Or, more realistically, your iPhone; maybe size doesn't matter after all:
As Hollywood shrinks its films and television shows for the small screens of cellphones, its assumptions about mobile viewing are being upended by surprisingly patient consumers.So far, mobile viewing revenues are far less than those of TV, movies, and videogames. Most content is streamed for free from sites like Hulu.com. But that looks to be short-lived. Look for more subscriber services such as Flo TV or Bitbop, which charge a monthly flat fee of @$10/month, in the future.
“We all thought they’d be watching video clips in the checkout line or between classes,” said Vivi Zigler, the president for digital entertainment at NBC Universal, summing up the industry’s conventional wisdom. But owners of iPhones and other smartphones are actually watching long episodes and sometimes complete films, so a growing number of media companies are vying for people’s mobile attention spans.
What amazes me, though, is that people have time to watch a full-length episode of "The Office" while on the go (hopefully not while driving).
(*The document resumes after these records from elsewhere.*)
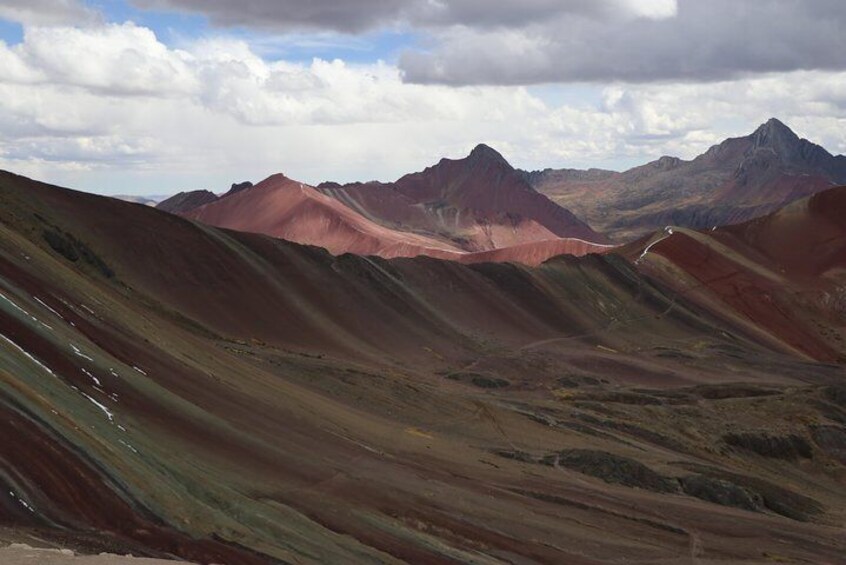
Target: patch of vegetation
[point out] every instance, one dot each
(775, 498)
(489, 382)
(789, 448)
(75, 250)
(614, 469)
(722, 492)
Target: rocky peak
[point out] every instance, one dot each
(485, 154)
(775, 135)
(238, 187)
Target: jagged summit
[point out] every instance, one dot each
(776, 135)
(484, 152)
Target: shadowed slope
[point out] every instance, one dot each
(174, 389)
(735, 181)
(785, 273)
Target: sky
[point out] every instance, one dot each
(152, 97)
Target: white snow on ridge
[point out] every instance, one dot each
(92, 377)
(48, 307)
(25, 352)
(78, 352)
(24, 312)
(102, 407)
(668, 231)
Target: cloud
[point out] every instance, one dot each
(705, 41)
(353, 16)
(116, 110)
(47, 12)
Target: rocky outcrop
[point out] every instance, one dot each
(789, 448)
(611, 468)
(722, 492)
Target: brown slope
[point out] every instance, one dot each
(784, 274)
(732, 182)
(186, 201)
(290, 210)
(479, 202)
(248, 451)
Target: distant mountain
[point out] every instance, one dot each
(478, 203)
(781, 275)
(294, 211)
(186, 201)
(145, 200)
(467, 210)
(217, 396)
(739, 179)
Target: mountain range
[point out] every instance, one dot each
(449, 368)
(467, 209)
(737, 180)
(173, 389)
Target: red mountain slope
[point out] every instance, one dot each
(783, 275)
(739, 179)
(290, 210)
(480, 203)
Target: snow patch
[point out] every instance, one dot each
(48, 307)
(129, 446)
(92, 377)
(26, 353)
(78, 352)
(668, 231)
(24, 312)
(105, 410)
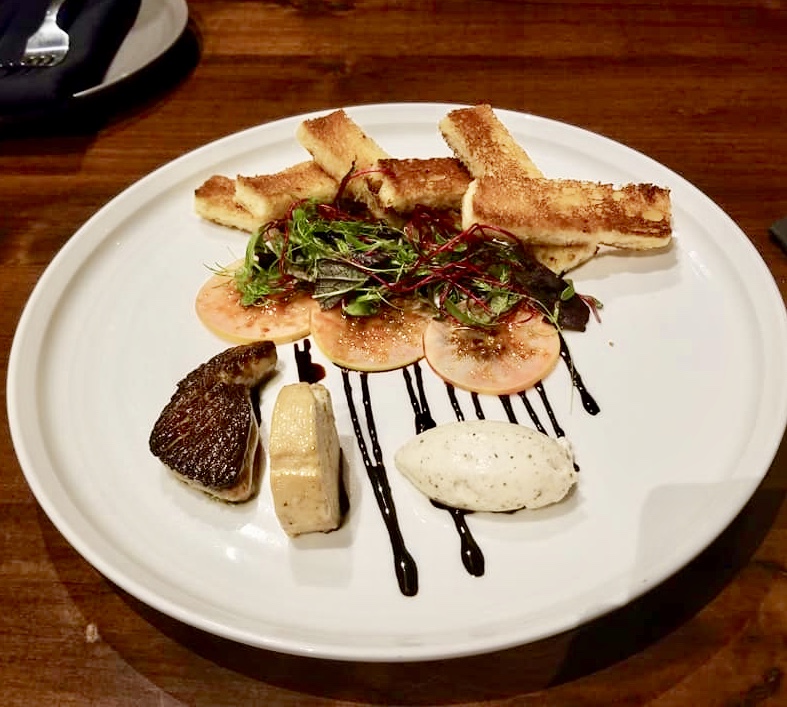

How does this work? Do that many people take long bus rides? Have to wait at the doctor's office for half an hour or more? Just plunk down on a public bench to watch some TV?
1 comments:
In a way this is not surprising, after we spent years trying for the highest quality of audio, the MP3 came along and kicked the record businesses, not to mention home audio businesses, ass with quality that was "good enough".
The assumption about video seems to be that everybody wants the best possible quality. Being pretty old school in terms of video quality I cant bear to watch an entire episode of anything much longer than a music video on a tiny screen full of compression artifacts. Cant get through a full episode of Hawaii 5-0 on Hulu, it looks like crap to me. Cant make out the detail in Jack Lord's hair.
However the reality is that the current generation just doesn't seem to care, or perhaps more accurately is under some circumstances willing to trade off quality for portability.
Me Im sticking to my BluRay and big ol' LCD screen.